KUALA LUMPUR (Aug 20): A staff of Utusan Malaysia has revealed that “most of the buildings intended to be sold” by the company do not have certificate of fitness (CF), reported The Malay Mail yesterday.
“The issue as to why assets cannot be disposed is because most of the buildings intended to be sold, do not have a CF.
“When Umno was ruling, they did not pay heed to these things, because they felt that Umno would always be helping, but after Umno and Barisan Nasional (BN) were toppled, when we want to sell our assets, we can’t sell,” National Union of Journalists (NUJ) president Taufik Razak who is also a staff with Utusan, told the media during a protest carried out by the company’s staff yesterday.

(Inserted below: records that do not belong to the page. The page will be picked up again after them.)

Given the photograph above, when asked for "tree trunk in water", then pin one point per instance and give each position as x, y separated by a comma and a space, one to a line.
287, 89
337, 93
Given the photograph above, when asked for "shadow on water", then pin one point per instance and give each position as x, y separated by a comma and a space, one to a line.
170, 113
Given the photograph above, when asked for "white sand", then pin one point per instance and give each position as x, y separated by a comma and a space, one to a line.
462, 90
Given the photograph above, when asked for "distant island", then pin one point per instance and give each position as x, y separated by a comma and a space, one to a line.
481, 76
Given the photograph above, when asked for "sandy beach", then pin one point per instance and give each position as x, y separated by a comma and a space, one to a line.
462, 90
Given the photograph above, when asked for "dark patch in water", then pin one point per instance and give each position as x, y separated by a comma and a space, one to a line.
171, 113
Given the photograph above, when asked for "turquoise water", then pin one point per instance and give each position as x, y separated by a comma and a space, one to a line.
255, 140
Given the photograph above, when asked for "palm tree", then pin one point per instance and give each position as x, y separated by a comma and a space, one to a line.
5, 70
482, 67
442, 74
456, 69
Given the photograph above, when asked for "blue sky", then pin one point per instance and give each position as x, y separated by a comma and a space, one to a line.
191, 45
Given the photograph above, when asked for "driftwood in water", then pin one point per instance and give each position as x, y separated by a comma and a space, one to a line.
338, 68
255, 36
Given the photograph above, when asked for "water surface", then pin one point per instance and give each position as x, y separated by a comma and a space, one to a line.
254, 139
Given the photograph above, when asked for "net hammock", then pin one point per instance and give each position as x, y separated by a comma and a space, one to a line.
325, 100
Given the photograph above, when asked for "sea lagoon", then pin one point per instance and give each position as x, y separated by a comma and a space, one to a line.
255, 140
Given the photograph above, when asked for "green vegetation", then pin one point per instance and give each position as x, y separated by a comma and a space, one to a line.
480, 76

Taufik added that “the management now is forced to acknowledge the issue and get the necessary certification, to ensure the buildings are safe for occupancy, before selling them”.
Meanwhile, Malaysian Trades Union Congress (MTUC) secretary-general J. Solomon said that there must be “a speedy end to the [Utusan] workers’ predicament”.
It has been reported that many staff of the company have resorted to borrowing money from loan sharks and are struggling to feed their families as they have not been paid for three months.
“Even if they can’t sell the properties, they must actually find a way to mortgage the properties. At least pay the salaries of the 200 workers involved, because the idea of selling properties has been conveyed by the management to the union for the last one year. So you can’t say you have difficulties selling the various properties in the last one year,” Solomon said, reported The Malay Mail.
The Edge Financial Daily reported today that Utusan Melayu (M) Bhd is facing an uphill task finding a white knight to salvage the newspaper group, with total debts of RM139.19 million as at June 30.
In its quarterly financial results announcement on Bursa Malaysia, Utusan said it is “impossible for the group to convince potential investors to revive the business” as “a few potential identified parties have declined to participate due to the group’s huge liabilities”.
Utusan said it had not been able to quickly resolve its cash flow issues, as the slow market sentiments and restrictions and requirements by the relevant authorities had impeded its efforts in disposing of properties to raise cash.